There's nothing wrong with taking time for yourself. I realised early on to override my fears about not being an amazing stepmum - always on form, making an effort, being super happy fun, planning stuff - and realise that I'm a generally nicer happier person when I get time out to read, nap, chat to other people on the phone, cook something (ALONE). "I will plate your hair but we'll do it this afternoon. I'm going for a walk now. Have fun with Daddy" "The soft play centre sounds lovely and you know how much fun you both have when you 3 go together. I'll make dinner while you're out and see you later". They never feel hurt, rejected or upset, they get time with their Dad, he gets time with them, I get a break.

DH completely supports this and it works both ways. I can never understand these men who insist their DPs are there for every minute of contact time, it's primarily for them to have time with their Dad, he should be taking the lead.

Sometimes he's shattered and I do something with them for an hour while he recharges. Sometimes I leave him and them to it and take myself off for a walk.

We have them quite a lot so it's a normal family life in our house, no Disneying, usual stuff goes on like house jobs, food shopping, lazy Sundays where we all relax and no one gets entertained. Has your DP not realised that now she's with you more than she's not he's got to step up and do some proper day-to-day parenting?

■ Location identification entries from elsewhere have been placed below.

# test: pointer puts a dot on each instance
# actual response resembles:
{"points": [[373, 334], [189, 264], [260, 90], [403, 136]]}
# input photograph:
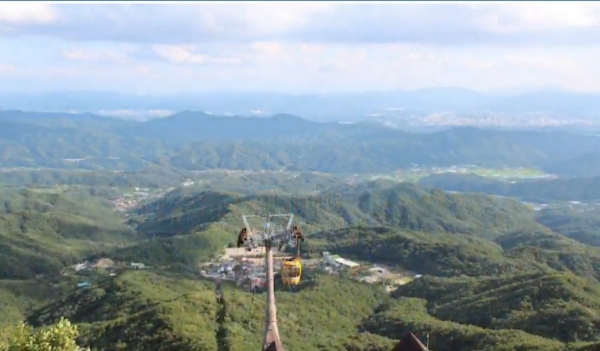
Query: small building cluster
{"points": [[339, 262]]}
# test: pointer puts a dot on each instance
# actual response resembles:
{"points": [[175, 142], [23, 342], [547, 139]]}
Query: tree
{"points": [[60, 336]]}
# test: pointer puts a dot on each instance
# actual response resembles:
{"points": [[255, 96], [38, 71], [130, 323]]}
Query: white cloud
{"points": [[448, 23], [105, 55], [303, 46], [184, 54], [26, 13]]}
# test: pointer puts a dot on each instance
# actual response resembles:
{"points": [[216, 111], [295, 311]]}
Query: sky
{"points": [[299, 47]]}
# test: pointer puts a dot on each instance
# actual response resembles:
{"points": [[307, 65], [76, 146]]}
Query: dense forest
{"points": [[198, 141], [496, 275]]}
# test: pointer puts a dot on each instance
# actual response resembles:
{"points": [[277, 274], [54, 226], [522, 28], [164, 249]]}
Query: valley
{"points": [[469, 219]]}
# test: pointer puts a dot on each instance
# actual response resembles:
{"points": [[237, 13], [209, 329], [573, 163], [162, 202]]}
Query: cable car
{"points": [[291, 271]]}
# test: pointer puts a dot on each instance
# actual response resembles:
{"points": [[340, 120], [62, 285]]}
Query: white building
{"points": [[337, 261]]}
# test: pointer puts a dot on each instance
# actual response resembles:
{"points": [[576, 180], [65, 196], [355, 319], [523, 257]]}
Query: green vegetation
{"points": [[197, 141], [58, 337], [496, 275]]}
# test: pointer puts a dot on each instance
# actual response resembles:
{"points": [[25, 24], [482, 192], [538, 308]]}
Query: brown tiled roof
{"points": [[410, 342]]}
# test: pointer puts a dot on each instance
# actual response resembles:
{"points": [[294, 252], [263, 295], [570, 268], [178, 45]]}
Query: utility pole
{"points": [[271, 341], [270, 238]]}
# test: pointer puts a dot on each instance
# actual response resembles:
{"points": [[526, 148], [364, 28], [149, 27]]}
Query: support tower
{"points": [[270, 236]]}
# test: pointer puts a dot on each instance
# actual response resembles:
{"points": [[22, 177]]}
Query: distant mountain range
{"points": [[324, 107], [197, 141]]}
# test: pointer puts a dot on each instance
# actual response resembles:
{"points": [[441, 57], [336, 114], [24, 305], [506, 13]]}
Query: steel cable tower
{"points": [[269, 237]]}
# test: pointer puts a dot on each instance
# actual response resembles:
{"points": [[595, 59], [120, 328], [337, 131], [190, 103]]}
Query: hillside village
{"points": [[247, 270]]}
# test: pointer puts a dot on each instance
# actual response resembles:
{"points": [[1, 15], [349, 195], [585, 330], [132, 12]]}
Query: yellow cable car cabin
{"points": [[291, 271]]}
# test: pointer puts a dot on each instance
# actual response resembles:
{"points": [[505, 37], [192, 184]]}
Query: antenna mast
{"points": [[270, 237]]}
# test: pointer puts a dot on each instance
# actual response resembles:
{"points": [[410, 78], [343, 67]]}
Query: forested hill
{"points": [[196, 141], [471, 249]]}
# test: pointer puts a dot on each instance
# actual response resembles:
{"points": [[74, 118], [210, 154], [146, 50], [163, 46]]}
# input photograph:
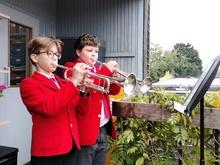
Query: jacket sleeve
{"points": [[45, 101]]}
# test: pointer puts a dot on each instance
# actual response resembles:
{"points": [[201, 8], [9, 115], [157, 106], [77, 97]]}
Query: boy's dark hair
{"points": [[86, 39], [36, 44]]}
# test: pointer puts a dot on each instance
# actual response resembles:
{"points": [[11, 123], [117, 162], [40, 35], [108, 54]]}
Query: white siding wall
{"points": [[118, 22]]}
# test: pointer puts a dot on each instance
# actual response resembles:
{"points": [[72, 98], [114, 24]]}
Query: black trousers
{"points": [[95, 154], [66, 159]]}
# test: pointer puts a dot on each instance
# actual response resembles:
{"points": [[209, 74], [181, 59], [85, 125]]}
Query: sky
{"points": [[187, 21]]}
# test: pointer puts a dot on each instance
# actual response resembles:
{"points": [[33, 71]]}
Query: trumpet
{"points": [[131, 82], [104, 81]]}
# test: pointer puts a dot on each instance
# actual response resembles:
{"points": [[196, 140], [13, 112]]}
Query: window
{"points": [[19, 60]]}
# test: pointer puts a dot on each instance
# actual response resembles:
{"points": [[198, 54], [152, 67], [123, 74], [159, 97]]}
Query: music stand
{"points": [[200, 88], [196, 96]]}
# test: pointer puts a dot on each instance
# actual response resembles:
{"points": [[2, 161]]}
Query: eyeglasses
{"points": [[51, 55]]}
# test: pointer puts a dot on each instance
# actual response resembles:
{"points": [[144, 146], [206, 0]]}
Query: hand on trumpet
{"points": [[113, 67], [79, 72]]}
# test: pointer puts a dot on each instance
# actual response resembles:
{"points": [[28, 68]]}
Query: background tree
{"points": [[188, 62], [182, 61]]}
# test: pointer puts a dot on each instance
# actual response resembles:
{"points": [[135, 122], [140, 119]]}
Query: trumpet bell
{"points": [[130, 84]]}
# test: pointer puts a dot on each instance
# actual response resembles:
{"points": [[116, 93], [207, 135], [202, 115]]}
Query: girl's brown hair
{"points": [[36, 44]]}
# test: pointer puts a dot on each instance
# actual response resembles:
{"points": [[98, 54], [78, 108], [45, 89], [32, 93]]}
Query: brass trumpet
{"points": [[131, 82], [104, 85]]}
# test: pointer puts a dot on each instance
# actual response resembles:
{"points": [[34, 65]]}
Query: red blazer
{"points": [[53, 113], [89, 124]]}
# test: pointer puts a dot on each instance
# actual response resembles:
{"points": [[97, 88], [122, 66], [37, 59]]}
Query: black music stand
{"points": [[196, 96]]}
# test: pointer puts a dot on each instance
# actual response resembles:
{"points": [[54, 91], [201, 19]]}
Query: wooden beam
{"points": [[159, 113]]}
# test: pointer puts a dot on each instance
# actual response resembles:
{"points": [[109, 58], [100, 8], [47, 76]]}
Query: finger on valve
{"points": [[113, 66], [79, 72]]}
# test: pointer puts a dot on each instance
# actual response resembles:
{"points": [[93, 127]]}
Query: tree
{"points": [[188, 62], [182, 61]]}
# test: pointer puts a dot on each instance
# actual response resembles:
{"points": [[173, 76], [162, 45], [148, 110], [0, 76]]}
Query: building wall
{"points": [[18, 132], [117, 22], [43, 10]]}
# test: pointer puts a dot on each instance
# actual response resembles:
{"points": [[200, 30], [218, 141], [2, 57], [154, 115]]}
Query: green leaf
{"points": [[131, 150], [140, 161]]}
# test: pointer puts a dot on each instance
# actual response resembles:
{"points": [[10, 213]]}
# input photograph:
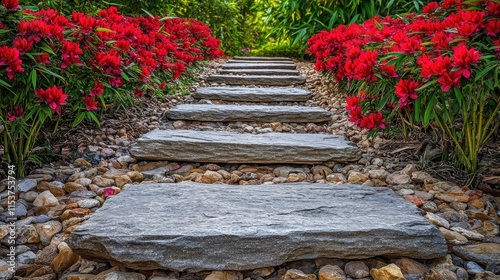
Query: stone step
{"points": [[257, 80], [197, 227], [260, 61], [248, 113], [262, 58], [252, 94], [258, 66], [267, 72], [231, 147]]}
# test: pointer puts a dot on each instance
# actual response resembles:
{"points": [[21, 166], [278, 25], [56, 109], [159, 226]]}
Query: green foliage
{"points": [[274, 49], [235, 22], [297, 20]]}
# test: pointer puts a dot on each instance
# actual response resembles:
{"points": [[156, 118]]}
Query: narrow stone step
{"points": [[262, 58], [260, 61], [197, 227], [252, 94], [267, 72], [258, 66], [230, 147], [257, 80], [249, 113]]}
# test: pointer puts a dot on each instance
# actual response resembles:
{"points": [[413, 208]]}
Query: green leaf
{"points": [[426, 85], [484, 72], [79, 118], [102, 29], [33, 78], [429, 111]]}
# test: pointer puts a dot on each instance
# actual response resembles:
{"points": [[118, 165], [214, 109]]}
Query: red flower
{"points": [[388, 70], [70, 54], [493, 8], [406, 89], [436, 67], [18, 112], [352, 102], [448, 80], [53, 97], [97, 90], [11, 5], [138, 92], [23, 45], [10, 57], [430, 8], [492, 27], [90, 103], [42, 58], [463, 58], [372, 121]]}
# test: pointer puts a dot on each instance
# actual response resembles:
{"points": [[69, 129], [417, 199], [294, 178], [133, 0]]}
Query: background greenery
{"points": [[253, 27]]}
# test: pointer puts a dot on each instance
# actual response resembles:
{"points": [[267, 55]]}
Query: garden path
{"points": [[197, 227]]}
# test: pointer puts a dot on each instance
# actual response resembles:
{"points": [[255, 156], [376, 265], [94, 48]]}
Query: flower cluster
{"points": [[107, 51], [395, 58], [72, 66]]}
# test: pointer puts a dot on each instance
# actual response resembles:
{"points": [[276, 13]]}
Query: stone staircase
{"points": [[196, 227]]}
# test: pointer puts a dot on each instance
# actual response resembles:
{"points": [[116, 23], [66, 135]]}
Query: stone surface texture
{"points": [[252, 94], [257, 80], [229, 112], [270, 72], [229, 147], [196, 227], [259, 66], [262, 58]]}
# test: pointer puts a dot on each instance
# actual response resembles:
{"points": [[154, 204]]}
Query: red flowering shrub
{"points": [[74, 65], [439, 67]]}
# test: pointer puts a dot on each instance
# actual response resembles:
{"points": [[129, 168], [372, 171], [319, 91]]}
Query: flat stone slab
{"points": [[258, 66], [261, 58], [196, 227], [257, 113], [257, 80], [270, 72], [230, 147], [252, 94], [261, 61]]}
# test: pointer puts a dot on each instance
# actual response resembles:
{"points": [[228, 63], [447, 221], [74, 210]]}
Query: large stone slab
{"points": [[264, 94], [270, 72], [257, 113], [195, 227], [257, 80], [258, 66], [230, 147], [261, 58], [261, 61]]}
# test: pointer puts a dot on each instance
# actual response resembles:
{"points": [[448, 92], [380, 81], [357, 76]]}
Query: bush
{"points": [[273, 49], [438, 70], [55, 67]]}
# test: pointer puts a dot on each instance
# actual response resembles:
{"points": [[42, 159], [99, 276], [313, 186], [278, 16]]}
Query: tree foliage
{"points": [[297, 20]]}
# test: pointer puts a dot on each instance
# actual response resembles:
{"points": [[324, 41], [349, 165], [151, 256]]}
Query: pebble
{"points": [[357, 269], [453, 237], [398, 179], [26, 258], [473, 268], [388, 272], [468, 213], [437, 220], [331, 272], [88, 203], [295, 274], [46, 199], [26, 185]]}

With a recent alteration in arrangements your DSD has had a lot of change and is just acting out. Having time to yourself isn't rejecting her, it's giving her time with her Dad and you time to yourself. Try and separate the issues out. She's not purposely making your life harder, honestly she's not. She may be testing boundaries to see what you'll put up with, but this is different.

My DSS gave us a horrific few weeks when he was about that age. His mum was moving house and the whole thing was a mess, they got pulled out of school at short notice, there was all sorts going on her end. And he acted out when he was with us, because it was a safe space.

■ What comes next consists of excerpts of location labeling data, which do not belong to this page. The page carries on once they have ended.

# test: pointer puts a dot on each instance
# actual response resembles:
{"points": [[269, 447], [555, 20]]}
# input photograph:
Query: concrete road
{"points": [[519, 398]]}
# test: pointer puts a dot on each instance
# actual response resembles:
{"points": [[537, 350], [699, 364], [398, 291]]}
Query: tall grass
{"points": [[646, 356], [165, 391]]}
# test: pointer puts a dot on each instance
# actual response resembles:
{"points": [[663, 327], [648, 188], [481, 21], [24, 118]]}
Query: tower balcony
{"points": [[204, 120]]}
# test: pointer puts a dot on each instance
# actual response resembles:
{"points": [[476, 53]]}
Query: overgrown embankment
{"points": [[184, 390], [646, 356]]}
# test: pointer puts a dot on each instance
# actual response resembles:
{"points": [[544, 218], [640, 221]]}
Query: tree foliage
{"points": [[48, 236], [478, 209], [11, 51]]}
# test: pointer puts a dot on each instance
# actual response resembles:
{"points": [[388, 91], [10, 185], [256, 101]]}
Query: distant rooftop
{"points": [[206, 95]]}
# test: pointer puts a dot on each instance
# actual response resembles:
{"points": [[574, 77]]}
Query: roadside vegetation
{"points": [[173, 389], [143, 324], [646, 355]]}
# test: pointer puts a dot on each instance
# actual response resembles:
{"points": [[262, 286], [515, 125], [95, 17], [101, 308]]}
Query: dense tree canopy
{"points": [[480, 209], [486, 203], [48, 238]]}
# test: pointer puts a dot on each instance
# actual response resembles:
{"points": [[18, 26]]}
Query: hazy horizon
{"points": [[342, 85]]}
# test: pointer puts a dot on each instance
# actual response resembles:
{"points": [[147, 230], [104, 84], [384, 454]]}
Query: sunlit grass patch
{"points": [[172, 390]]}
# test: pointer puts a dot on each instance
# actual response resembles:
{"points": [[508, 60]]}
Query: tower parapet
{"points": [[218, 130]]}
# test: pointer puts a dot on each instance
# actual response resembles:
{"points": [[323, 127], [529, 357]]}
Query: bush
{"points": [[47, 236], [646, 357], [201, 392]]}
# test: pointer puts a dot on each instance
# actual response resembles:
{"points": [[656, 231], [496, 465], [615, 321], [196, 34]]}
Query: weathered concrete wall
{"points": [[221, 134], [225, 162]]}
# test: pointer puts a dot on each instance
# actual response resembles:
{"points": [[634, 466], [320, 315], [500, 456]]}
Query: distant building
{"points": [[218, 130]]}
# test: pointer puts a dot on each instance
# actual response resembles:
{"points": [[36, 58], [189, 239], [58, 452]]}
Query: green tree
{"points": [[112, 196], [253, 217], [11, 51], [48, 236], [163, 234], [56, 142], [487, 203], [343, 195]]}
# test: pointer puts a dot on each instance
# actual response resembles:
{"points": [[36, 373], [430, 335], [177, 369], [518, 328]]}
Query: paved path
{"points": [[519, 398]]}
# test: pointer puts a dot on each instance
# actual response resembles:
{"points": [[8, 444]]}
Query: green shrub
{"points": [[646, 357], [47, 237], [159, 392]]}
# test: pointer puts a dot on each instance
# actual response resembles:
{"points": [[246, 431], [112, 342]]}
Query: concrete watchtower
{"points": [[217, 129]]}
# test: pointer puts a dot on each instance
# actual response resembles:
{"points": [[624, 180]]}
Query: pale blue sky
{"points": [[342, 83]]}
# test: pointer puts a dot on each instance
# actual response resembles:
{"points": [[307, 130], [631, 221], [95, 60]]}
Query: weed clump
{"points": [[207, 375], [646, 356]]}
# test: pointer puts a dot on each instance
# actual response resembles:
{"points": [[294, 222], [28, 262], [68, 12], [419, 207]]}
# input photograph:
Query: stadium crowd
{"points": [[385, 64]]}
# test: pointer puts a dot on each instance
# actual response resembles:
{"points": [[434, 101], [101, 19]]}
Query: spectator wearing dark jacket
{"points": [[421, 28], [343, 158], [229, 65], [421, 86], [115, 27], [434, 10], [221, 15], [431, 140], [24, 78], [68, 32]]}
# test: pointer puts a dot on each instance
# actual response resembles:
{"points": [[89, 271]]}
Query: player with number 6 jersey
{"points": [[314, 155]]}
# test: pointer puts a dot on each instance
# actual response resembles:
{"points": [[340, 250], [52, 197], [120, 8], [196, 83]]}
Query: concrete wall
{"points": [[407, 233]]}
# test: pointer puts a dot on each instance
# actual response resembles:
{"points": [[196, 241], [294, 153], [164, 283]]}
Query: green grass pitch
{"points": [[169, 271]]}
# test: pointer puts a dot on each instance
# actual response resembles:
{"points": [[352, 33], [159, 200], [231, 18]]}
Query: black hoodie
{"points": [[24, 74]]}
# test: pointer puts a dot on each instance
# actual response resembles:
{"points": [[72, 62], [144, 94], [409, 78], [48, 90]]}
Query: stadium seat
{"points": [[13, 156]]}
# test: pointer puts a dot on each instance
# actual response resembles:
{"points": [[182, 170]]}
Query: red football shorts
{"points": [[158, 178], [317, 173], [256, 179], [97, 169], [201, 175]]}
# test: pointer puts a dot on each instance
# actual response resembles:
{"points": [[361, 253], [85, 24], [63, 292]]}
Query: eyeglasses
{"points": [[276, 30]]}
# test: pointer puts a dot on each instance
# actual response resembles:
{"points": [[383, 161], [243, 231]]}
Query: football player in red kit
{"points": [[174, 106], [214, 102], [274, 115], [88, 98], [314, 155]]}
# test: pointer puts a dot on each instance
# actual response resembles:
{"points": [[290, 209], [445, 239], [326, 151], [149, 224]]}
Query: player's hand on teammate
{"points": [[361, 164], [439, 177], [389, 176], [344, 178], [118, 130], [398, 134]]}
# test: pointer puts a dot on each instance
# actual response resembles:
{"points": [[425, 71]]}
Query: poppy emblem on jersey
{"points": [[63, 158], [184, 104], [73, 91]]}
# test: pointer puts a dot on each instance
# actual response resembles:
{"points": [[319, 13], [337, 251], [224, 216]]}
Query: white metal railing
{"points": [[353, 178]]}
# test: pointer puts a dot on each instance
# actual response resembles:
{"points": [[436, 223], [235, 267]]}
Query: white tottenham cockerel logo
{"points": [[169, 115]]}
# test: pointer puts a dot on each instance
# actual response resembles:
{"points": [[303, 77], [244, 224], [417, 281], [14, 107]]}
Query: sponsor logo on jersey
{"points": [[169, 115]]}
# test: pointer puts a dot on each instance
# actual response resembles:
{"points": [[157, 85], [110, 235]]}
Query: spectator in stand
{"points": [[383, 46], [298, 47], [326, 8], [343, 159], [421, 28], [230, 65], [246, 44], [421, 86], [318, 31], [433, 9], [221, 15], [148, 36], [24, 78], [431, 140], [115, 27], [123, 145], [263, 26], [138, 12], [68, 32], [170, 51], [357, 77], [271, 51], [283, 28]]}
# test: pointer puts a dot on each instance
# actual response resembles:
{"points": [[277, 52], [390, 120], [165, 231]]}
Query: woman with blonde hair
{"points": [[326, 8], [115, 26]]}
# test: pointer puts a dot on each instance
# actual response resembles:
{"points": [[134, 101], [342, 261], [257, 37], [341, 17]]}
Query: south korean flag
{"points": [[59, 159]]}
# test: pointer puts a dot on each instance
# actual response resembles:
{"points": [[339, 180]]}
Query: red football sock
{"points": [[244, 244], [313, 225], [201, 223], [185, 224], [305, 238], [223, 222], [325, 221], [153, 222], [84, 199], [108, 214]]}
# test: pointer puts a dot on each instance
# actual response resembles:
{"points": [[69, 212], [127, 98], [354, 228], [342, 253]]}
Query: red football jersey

I remember one afternoon when he screamed and hit and through stuff for 5 hours. I took DSD out for a walk and to see some friends to get us away from the shouting and DH did a combination of holding him, talking to him, listening, taking away anything breakable, getting hit, leaving him alone for periods, just being there while the poor thing raged. He couldn't have explained what he was so angry and upset about, he was 6, but he knew that DH still loved him no matter how awful the storm was and after the really big outpouring it never happened again.

My point is, that she may be unsettled about the change in contact, as well as your pregnancy, and the combination of following you around and needing your company and closeness, and the tantrums and boundary pushing could be signs of unsettledness generally. This is for her Dad to sort out and help her with and you can try and support him.

ZilphasHatpin Tue 07-Mar-17 12:39:38

I couldn't be a single parent, so my only choice is stay - or leave and abort.

Don't be ridiculous. Of course you could. He could leave you tomorrow (or die!) and you would be a single parent. You would just have to get on with it. being a single parent is a choice. It's just one you don't want to make. Which is fine. But it is a choice.